Quietly, New York Democrats are talking about which Republican House Members could be vulnerable if Congressional boundaries are redrawn.
Although the Democrats already hold a 20-9 edge in the delegation, Republican Reps. Peter King, Vito Fossella and Sue Kelly are among those who could be endangered. And certain upstate Republicans could be thrown into the same district depending on how artfully new lines are drawn.
Crowley said he is working to put the New York option on the radar screen for Democratic leaders on Capitol Hill. And he said an important first step in Democrats’ efforts to draw national attention to the importance of the state elections will be the outcome of the New York City mayoral race later this year.
Like the governor’s seat, Republicans have occupied the mayor’s office for more than a decade — an anomaly in one of the nation’s most liberal cities. While billionaire Mayor Michael Bloomberg (R) has unlimited personal resources and rising poll numbers, the four candidates seeking the Democratic nomination are already working overtime to tie the mayor — a former Democrat with a moderate policy agenda — to President Bush, who remains unpopular in the city.
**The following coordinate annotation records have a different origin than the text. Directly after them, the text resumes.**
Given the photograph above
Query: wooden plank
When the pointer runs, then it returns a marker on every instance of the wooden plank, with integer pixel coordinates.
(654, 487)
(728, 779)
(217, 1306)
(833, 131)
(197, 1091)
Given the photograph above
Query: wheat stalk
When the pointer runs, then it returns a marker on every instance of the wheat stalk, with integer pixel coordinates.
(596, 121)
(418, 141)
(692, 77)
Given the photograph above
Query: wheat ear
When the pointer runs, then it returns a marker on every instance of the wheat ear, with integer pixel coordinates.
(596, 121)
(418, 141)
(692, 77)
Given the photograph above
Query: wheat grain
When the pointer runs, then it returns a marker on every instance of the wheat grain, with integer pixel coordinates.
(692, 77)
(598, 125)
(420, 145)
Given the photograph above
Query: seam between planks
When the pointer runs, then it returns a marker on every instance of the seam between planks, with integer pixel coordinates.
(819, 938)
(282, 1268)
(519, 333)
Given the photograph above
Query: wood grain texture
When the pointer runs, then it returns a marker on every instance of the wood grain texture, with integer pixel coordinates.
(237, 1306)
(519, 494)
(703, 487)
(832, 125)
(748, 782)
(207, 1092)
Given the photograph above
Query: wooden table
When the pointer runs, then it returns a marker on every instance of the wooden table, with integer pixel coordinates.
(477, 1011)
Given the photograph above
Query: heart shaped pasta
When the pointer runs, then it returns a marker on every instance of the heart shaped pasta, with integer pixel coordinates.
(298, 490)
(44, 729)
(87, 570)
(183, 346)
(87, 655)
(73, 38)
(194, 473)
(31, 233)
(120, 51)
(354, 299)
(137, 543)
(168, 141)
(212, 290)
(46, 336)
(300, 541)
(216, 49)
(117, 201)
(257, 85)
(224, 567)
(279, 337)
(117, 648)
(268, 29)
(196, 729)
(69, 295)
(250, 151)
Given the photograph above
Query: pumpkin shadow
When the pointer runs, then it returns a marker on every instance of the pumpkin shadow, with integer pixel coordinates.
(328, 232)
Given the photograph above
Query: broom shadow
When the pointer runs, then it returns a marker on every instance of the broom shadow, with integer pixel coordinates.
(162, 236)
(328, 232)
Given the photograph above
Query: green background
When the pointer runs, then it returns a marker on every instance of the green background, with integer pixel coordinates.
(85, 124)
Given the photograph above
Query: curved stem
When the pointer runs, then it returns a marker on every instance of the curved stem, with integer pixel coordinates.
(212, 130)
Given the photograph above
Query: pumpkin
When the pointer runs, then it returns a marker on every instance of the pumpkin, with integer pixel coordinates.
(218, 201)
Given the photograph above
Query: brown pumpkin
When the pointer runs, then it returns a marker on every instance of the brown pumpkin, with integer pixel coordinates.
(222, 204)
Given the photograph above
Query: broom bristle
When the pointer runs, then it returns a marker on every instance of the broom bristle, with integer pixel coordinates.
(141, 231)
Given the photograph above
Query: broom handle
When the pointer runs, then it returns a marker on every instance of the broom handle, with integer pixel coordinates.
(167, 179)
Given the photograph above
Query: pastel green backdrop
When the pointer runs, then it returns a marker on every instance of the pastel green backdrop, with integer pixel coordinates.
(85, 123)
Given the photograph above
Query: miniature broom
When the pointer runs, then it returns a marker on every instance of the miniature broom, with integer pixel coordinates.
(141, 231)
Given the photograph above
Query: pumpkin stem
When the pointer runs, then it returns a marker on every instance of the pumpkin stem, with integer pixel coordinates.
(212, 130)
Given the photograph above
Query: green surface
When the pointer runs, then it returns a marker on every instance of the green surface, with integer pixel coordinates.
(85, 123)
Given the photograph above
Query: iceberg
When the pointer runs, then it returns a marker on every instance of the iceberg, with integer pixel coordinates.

Meanwhile, as Democrats dream of redrawing Congressional lines to their advantage in New York, a Democratic state Assemblyman is about to introduce a bill to take the responsibility for redistricting out of the Legislature’s hands.
Assemblyman Michael Gianaris wants a nine-member bipartisan commission to draw Congressional and legislative lines every decade. The majority and minority leaders of both legislative chambers would each appoint two members, and their eight appointees would select a ninth member to be chairman.
“The idea is create more of a balance and more of an open process,” Gianaris said.
Although several good-government groups are poised to endorse the measure, it is unlikely to get very far in Albany this year. Some political observers believe that Gianaris, who is preparing to run for state attorney general in 2006, is introducing the bill in part to burnish his reformer’s credentials in advance of his statewide race.